Como ya dijimos, la colonización anglosajona corrió pareja con el arrinconamiento del elemento bretón (o celta) en las zonas más septentrionales y occidentales de Gran Bretaña. Irlanda, junto a Gales, Cornualles, el territorio picto y la península Armoricana, ocupó, en los años finales de la Antigüedad y los inicios del Medievo, un papel destacado dentro de la civilización céltica. Los habitantes de Irlanda -los escotos- nunca sometidos por Roma, tuvieron desde el siglo III fama como piratas y colonizadores. Tales circunstancias les darían, en los siglos inmediatos, la posibilidad de participar en los grandes movimientos migratorios que sacudieron al Occidente europeo. Desde el momento de su conversión, Irlanda lanzó hacia Europa, como hemos visto, misioneros.
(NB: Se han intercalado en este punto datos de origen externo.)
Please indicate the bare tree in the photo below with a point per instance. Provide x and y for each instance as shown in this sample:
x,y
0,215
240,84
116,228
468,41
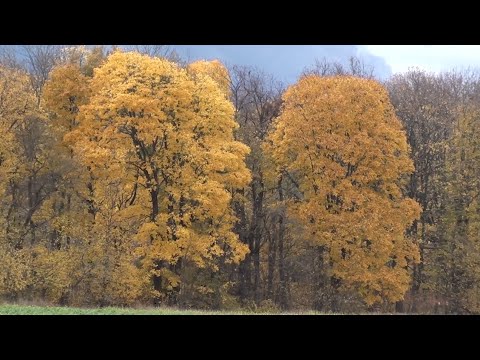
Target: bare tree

A mediados del siglo V aparece ya sobre territorio picto el reino de Dalriada, fundado por los escotos y en contacto con el norte de Irlanda. Aparecen en Armórica grupos de bretones, huidos de las razzias anglosajonas en Britania. Bajo los sucesores de Clodoveo, los francos se encuentran ya con masas compactas bretonas en la Armórica occidental que irán consolidando sus posiciones hasta los inicios del siglo VII.
La historia política del mundo británico desde los inicios del siglo VII es inseparable de su trayectoria religiosa. Para estas fechas, el bloque de reinos anglosajones se encontraba rodeado por un cristianismo céltico que, desde monasterios como Iona, Melrose o Lindisfarne empezaba a influir sobre el reino anglo más septentrional, Northumbria. Desde el sur, el cristianismo de rito romano, llevado por el misionero Agustín y sus compañeros, lograba la conversión de Kent y la fundación de la sede episcopal de Canterbury, junto a las dependientes de Londres y Rochester. En el norte, otro monje, Paulino, fundaba en el 627 la sede de York y lograba la conversión del rey Edwin.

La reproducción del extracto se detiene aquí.